It’s commonly said that roughly half of all missions to Mars have succeeded- while roughly half have failed. But as it turns out, what counts as a successful or failed mission is more complicated than working out a simple percentage.
Why is this? Missions to Mars usually rely on several moving parts. Should one of these parts fail, even though other parts remain intact, whether the mission in sum counts as a success or failure becomes highly subjective.
A good example of this is the British-built Beagle 2 probe. Although it reached the Martian surface intact, it failed to communicate back to Earth as one of its four spacecraft ‘petals’ failed to open.
Surely, this could be considered a failure- as of course, its utility was more limited than expected- but it still reached the planet. Given the difficulty of even making a landing, this alone may be considered a success. After all, many other lander missions have ended up as scrap while trying to land. Could the Beagle 2 probe, therefore, be considered a partial success?

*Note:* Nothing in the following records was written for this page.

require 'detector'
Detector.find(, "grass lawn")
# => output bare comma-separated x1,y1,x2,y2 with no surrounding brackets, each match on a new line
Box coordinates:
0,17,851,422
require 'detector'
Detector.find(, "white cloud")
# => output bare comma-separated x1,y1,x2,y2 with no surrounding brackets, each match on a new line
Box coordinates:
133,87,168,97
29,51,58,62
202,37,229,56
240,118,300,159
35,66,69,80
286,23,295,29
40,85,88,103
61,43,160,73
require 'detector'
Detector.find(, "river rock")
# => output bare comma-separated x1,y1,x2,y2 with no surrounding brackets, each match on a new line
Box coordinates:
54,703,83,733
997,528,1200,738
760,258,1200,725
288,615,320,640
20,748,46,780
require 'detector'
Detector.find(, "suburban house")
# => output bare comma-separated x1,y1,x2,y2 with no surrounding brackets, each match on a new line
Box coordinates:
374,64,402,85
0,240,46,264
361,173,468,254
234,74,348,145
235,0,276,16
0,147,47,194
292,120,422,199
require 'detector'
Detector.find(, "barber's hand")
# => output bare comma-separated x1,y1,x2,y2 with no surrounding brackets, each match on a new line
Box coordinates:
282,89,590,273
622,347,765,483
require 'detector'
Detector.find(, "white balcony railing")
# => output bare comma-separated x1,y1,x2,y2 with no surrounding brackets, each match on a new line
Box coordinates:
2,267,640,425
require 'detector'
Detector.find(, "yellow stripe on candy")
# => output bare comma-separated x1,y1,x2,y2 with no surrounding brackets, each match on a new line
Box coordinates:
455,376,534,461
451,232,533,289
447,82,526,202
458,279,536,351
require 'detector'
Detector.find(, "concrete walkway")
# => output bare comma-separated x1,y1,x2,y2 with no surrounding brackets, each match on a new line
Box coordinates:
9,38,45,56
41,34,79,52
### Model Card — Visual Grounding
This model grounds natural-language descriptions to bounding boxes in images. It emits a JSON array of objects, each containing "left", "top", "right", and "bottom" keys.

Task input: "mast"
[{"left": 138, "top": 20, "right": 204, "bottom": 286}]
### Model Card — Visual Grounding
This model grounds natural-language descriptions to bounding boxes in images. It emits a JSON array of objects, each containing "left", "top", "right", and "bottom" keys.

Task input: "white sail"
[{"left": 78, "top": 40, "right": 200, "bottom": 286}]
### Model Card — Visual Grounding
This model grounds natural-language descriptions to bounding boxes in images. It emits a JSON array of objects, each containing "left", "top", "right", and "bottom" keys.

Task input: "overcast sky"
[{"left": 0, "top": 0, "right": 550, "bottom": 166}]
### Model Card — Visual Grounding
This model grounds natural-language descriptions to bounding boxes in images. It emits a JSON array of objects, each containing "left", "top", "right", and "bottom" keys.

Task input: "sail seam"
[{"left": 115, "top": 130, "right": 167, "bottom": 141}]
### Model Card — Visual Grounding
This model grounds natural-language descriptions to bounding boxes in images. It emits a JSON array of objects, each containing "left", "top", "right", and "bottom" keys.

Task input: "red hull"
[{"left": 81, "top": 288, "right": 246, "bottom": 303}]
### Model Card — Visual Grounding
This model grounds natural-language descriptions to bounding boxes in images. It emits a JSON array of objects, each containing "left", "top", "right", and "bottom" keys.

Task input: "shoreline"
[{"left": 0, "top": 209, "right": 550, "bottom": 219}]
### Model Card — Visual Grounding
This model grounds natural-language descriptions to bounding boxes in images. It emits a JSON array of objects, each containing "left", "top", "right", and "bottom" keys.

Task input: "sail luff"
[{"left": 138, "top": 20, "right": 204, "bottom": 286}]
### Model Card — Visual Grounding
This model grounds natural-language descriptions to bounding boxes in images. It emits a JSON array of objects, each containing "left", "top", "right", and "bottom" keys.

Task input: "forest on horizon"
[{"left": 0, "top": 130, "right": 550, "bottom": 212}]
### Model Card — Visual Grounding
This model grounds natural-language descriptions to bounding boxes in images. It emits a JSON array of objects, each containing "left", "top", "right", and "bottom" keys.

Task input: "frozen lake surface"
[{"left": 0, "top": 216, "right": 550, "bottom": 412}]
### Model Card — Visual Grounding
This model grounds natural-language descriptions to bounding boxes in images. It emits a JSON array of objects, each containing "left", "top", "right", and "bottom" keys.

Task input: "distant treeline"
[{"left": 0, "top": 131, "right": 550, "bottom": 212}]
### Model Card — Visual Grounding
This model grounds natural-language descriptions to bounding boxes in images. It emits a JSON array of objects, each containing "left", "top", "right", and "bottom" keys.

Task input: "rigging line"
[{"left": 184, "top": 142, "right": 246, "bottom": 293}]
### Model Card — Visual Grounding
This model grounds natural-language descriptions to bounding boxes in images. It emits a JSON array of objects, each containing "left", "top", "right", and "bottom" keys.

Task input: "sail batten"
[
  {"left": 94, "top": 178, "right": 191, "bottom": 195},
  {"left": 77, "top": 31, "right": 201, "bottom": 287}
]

How exactly a Mars mission is defined also impacts success and failure ratios. For example, should missions to the planet’s moons be considered as ‘missions to Mars’ too? And how about missions, like NASA’s ‘Dawn’ and the Rosetta probe by the European Space Agency, that made a flyby of Mars on the way to their final destinations?
It is for this reason- to avoid complications in definition- that many choose to say ‘roughly half’ of Mars missions failed or succeeded. Regardless, out of all possible missions to Mars, so far, NASA has the best record for anything that may count as a ‘success’ in landing missions. Out of a total of 12 landing attempts on the red planet from different space agencies, only eight have been successful- and all of these have been from NASA.